The awful racket in the living room was quickly followed by stomping footsteps in my general direction. Minutes later I was in a full-on discussion with Kelton about kindness and all that kind of nonsense. As I finished saying, "What do you think you are telling someone when you fart into their cup lid?" I paused and very suddenly couldn't keep a straight face. Parenting is absolutely and completely the most absurd endeavor I've ever attempted (and brought upon myself intentionally!!!). I think Kelton was a bit confused and I couldn't exactly explain to him why I had lost all control of myself, but we ended mostly agreeing that kindness is actually important, and it's expression in all the little ways and big ways does reflect matters of the heart.
I lie awake at night all too often, usually with some assistance from the elusive littles whom reside in our house and I wonder how to raise humans who love the unloved things. Humans who see with their whole being and not just with tainted (biased) eyes. Humans who see the goodness of the Creator reflected in what He has made. Humans who care without personal cause or reason to care. Humans who can open their hearts to be loved and to love others, without being desperately vulnerable. Humans who have internal strength to stand tall against the beating winds of pain, heartache, impossible difficulties, and also the gentleness to shelter and protect others.
Same boy crawled up the stairs at midnight and laid his head on my shoulder while I was laying in bed. When I asked him why he was struggling to sleep he said, "I just worry about all the things that I don't know. You know, in the future. I want to love other people well. I want to have courage when I'm afraid. I don't want to be alone but I know some things I will have to do alone.
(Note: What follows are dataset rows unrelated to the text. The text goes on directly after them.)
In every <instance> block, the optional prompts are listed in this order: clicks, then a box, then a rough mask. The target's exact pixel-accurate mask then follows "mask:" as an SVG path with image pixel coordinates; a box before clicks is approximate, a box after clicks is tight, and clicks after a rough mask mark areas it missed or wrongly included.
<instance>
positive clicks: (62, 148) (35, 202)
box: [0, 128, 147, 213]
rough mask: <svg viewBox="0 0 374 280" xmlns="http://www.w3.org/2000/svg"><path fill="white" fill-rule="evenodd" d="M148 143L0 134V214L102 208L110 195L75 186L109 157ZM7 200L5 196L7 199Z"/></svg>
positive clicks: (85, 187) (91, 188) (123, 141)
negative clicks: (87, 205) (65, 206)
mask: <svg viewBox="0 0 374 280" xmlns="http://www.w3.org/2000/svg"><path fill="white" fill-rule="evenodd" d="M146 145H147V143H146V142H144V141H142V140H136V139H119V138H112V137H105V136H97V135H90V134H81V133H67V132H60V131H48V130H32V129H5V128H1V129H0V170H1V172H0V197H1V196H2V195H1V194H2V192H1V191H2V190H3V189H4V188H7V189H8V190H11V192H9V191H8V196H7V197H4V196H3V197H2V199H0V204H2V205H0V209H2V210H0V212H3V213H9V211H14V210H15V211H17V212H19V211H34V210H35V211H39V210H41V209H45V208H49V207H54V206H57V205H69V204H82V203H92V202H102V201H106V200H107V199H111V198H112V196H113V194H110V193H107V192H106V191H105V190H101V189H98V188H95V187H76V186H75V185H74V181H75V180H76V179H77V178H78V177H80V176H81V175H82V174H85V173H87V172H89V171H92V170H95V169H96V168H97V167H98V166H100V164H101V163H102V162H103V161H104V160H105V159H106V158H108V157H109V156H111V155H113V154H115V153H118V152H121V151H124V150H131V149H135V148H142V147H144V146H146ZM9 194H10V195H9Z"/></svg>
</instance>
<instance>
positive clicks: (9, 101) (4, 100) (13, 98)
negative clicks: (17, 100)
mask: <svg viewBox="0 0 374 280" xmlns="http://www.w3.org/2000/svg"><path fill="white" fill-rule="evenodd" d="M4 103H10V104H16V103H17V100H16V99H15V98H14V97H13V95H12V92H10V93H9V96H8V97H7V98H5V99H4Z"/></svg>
I worry about what I can't change." Same. Oh... same.
It seems I am given ample opportunity to lead (and fail) by example - thanks for that? As I lean down to sip from the cool life-giving springs, all too often I find I'm simultaneously being chased by lava from the erupting mountains, :-) Rest for the weary? It's not actually a thing, It's run as fast as you can and when you fall, crawl as fast as you can, and when your knees are bloody just keep crawling. It's all a giant opportunity to live fully and live well. It's life growing from a rock - impossible and yet very much not.
I spent hours planting seeds, watering, transplanting, watering some more and telling bedtime stories to a family of vegetable plants in the hopes that they would help alleviate some of the pressure of trying to feed these large-ish young men in a time when food is almost un-affordable and getting harder to come by. So, when the plants were dug up and dragged around the yard by a romping canine, it was quite frustrating. Then, I splurged a bit by planting some wildflower seeds in little flower boxes in front of the house. Those were also ambushed in a simply unpreventable manner. Still, the frustration! We were exhausted from a full day working on filling back in our septic ditches; a lot of shoveling leaves the body sore and tired. However, around midnight, Lochlan hunted down a lone tiny bag of cheese chips and consumed them. He was awake all night, literally. He was agitated until almost 9:00 AM when the cheese had finally worn off and out of his system and sleep finally overtook him. In my mental fog, I decided to bake a rather decadent cheesecake because I had the ingredients and (surprisingly) the time to do so. After serving everyone a first piece, the pan collapsed as I was putting it back into the fridge and the cheesecake landed in a miserable heap on the kitchen rug, sliding down the cabinet doors as it went. So, I settled for making a protein shake for Kris for lunch. My shirt caught on the blender and turned it on high with the lid off and the mixer full of all the ingredients. My kitchen ceiling even had mango chunks falling from it! I, then, cleaned my bathroom thoroughly because bathrooms are gross when you live with as many men as I do. I wiped every surface, exited and then I heard Lochlan walk in to pee. He peed everywhere except the toilet, then decided he should probably poo as well. Needless to say, my previous efforts were desperately in vain. Given that he slept so long into the early afternoon today, Lochlan is decidedly not sleepy tonight, so I fear what tonight may hold for all of us. :-) Minor eruptions to the serenity of life, but the accumulation created major frustrations inside my heart these past couple days.
If you stop for a minute to SEE, everything changes. Fear is replaced with hope. Weakness is replaced with strength. Blindness is turned into sight to see the unimaginable (but real!). The rain that can destroy can also water the earth and give it life. So, keep walking, keep running, keep crawling and if you're lying in the dirt, lift up your hand because you are not alone.
Because I was already very awake, I trotted out early (with a few hearty companions) this morning to meet the sun on the mountains. Be. Still. My. Heart.
My soul was restored, as always. I am thankful.